Prof Rüdiger Gerdes
Rüdiger Gerdes can look back on years of experience in sea-ice research. But he began his career by studying oceanography at the Leibniz Institute in Kiel. Back then, he initially investigated how processes from practical mathematics could be applied to oceanographic questions and problems. He subsequently deepened his knowledge in this area as a postdoc at Princeton University and the Geophysical Fluid Dynamics Laboratory (GFDL) in the USA. When he joined the AWI in 1991, at first he didn’t research sea ice; instead, in connection with ocean modelling, he focused on processes at work in the general thermohaline circulation, before expanding his scope to the Arctic and to the Antarctic ice-shelf areas.
When he became Head of the Sea Ice Physics Section, he turned his attention to the exciting role of sea ice in climate models. After stepping down as Head of Section in 2016, he continued his research activities at the AWI and as a professor at the Jacobs University of Bremen, where his current duties chiefly involve supporting sea-ice modelling. Other focus areas include Arctic shipping and sustainability questions in modern shipping, as well as climate-change projections.
What part can meereisportal.de play when it comes to knowledge transfer?
For the most part, the media can only provide situational and public-friendly coverage of climate-relevant topics in sea-ice research. That’s where meereisportal.de can come into play and ensure that the information doesn’t remain incomplete. The public wants to know the background and complains when information is poorly prepared. The need and desire to truly understand these things are there and have to be responded to.
What findings and observations do you find especially impressive?

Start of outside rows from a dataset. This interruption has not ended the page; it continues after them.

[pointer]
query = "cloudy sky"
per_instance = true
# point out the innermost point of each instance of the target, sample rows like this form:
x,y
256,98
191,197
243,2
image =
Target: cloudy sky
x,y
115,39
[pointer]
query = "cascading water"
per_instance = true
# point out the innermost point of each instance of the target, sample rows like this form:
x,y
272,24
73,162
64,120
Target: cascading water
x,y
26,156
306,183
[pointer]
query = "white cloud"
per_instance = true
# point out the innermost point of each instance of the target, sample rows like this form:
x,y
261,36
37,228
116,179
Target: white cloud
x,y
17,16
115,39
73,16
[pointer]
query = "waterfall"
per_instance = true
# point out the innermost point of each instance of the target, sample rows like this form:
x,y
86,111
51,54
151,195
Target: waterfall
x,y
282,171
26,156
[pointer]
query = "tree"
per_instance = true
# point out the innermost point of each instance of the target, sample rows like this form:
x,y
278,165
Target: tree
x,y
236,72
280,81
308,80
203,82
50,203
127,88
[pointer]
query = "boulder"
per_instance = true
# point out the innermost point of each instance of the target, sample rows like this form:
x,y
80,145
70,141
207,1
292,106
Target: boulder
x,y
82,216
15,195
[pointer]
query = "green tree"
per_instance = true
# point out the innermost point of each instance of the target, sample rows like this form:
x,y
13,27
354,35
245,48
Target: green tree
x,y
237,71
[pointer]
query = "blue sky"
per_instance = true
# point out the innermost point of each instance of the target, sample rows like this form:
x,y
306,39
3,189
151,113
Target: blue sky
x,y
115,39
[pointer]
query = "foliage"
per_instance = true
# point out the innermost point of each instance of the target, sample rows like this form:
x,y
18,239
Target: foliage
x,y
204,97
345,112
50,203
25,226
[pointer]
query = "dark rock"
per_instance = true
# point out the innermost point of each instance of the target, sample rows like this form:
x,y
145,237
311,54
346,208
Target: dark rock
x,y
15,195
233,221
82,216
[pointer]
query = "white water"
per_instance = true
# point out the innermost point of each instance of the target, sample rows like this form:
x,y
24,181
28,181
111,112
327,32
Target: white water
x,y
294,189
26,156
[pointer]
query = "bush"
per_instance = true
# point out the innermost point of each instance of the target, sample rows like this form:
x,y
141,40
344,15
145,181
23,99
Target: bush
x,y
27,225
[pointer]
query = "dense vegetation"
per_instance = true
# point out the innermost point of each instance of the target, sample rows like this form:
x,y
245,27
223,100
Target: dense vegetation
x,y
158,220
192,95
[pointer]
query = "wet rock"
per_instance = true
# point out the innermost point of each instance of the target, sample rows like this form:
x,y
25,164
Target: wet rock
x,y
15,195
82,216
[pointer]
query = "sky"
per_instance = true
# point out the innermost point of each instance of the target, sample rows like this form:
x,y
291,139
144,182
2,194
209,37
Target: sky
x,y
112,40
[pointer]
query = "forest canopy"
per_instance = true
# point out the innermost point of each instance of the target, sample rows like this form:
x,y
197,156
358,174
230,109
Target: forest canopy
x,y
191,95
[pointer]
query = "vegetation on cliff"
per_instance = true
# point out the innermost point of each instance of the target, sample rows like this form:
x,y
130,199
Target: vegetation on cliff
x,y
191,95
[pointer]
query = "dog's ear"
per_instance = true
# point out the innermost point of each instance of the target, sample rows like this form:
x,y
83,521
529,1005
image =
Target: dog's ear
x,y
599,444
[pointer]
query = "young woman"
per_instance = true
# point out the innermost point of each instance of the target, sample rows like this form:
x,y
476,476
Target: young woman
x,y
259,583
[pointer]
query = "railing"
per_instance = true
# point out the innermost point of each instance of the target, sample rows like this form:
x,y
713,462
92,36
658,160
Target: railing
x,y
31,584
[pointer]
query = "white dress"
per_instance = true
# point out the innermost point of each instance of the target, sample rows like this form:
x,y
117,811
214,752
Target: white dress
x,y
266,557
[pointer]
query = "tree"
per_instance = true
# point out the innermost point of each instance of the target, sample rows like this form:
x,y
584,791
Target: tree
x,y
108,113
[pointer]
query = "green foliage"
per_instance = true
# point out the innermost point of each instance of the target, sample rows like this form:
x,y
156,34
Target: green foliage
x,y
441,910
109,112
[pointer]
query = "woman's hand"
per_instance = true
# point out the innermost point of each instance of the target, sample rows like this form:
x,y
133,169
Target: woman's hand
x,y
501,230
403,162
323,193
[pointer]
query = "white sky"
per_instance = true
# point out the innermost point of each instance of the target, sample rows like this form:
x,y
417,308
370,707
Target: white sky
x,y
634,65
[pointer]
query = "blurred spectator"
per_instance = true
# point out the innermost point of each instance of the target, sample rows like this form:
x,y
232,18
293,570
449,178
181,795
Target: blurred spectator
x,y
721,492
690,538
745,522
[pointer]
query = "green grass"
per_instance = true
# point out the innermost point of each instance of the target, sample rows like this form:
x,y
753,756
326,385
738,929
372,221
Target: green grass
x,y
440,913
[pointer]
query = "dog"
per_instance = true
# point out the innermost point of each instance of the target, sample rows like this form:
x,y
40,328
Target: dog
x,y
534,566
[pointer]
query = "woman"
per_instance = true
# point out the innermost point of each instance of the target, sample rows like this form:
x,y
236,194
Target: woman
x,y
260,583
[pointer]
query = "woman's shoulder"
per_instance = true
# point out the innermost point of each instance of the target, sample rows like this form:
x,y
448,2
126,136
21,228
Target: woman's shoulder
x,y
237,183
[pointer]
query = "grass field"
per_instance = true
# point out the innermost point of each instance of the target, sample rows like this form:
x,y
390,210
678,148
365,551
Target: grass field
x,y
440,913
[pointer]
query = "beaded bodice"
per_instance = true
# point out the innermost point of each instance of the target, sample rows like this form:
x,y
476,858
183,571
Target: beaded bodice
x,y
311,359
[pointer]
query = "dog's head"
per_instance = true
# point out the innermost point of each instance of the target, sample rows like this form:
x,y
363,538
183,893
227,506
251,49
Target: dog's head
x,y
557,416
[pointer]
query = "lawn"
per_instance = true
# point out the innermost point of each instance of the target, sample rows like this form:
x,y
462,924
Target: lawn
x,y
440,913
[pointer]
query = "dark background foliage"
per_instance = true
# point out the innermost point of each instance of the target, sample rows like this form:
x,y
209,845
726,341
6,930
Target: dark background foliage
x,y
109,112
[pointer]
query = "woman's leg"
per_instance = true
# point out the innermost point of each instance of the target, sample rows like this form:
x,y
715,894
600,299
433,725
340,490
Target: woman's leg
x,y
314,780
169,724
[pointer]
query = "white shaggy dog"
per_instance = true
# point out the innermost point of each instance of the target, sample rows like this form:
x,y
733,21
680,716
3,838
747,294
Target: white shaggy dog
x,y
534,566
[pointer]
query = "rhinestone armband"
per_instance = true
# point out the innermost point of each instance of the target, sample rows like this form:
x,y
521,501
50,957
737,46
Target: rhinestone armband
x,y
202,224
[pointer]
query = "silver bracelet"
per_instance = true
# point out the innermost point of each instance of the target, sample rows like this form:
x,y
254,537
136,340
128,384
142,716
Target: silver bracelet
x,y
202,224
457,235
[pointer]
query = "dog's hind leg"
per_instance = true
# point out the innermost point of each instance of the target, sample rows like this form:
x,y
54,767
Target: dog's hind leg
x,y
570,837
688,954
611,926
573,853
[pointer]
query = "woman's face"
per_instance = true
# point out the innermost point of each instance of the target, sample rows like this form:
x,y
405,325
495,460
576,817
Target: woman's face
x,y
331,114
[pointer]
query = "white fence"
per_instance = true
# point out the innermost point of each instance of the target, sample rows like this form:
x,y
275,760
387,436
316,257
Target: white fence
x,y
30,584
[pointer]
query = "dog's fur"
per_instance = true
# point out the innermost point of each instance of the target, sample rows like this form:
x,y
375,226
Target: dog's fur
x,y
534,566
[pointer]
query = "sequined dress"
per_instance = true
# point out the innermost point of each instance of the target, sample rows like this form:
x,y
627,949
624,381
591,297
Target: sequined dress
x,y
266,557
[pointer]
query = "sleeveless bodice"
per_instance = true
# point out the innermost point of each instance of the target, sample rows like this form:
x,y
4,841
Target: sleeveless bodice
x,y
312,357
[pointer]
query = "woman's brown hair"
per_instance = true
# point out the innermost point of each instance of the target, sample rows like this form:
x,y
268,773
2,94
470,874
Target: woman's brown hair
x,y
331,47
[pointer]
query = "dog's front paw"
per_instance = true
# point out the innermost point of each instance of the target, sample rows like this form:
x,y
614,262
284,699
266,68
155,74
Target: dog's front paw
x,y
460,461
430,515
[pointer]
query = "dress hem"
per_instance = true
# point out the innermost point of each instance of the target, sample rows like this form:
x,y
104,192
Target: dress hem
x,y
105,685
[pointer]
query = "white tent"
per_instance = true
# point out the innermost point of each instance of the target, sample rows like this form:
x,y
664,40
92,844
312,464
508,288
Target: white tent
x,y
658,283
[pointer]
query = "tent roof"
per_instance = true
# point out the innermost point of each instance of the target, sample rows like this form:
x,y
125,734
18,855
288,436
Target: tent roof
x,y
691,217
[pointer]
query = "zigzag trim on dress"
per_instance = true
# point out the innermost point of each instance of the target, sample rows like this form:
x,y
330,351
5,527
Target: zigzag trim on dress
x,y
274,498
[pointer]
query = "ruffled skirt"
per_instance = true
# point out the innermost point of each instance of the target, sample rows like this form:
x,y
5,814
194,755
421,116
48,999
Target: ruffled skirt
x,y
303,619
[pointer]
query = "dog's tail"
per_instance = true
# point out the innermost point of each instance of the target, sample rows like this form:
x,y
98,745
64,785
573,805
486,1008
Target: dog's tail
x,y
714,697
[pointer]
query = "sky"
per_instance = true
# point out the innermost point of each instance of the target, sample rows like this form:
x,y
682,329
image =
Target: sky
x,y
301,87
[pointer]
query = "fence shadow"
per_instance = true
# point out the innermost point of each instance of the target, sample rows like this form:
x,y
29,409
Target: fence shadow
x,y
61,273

I’d have to say, those on the role of the Barents Sea for the European North Sea and the Arctic Ocean as a whole. The Barents Sea is a largely ice-free zone in the Arctic, and one in which processes like the transport of specific water masses take place, affecting the entire ocean. After all, this transport influences, for instance, the broad-scale oceanic circulation, which is an important factor for the weather in Europe. Here, we’re especially interested in findings on the connections between components, not on the components themselves.
What aspects of your work as a modeller do you enjoy most?
Of course, it’s always a pleasure when you find something you weren’t even looking for. I enjoy recognising connections and applying various disciplines like mathematics and sea-ice physics. But exchanging notes with colleagues and presenting my own research are also parts of my work that I enjoy.
My personal hero is…
Kirk Bryan (from the GFDL, USA), one of the pioneers of ocean modelling and an incredibly inspiring colleague. Back in the day, at a small conference in London, I was giving a presentation on a new water mass in the Tropics that absolutely contradicted the observational data. Kirk Bryan promptly stood up from the audience and clearly stated that my mistake was due to an error in his model. I’d never seen such self-confidence and open-heartedness before.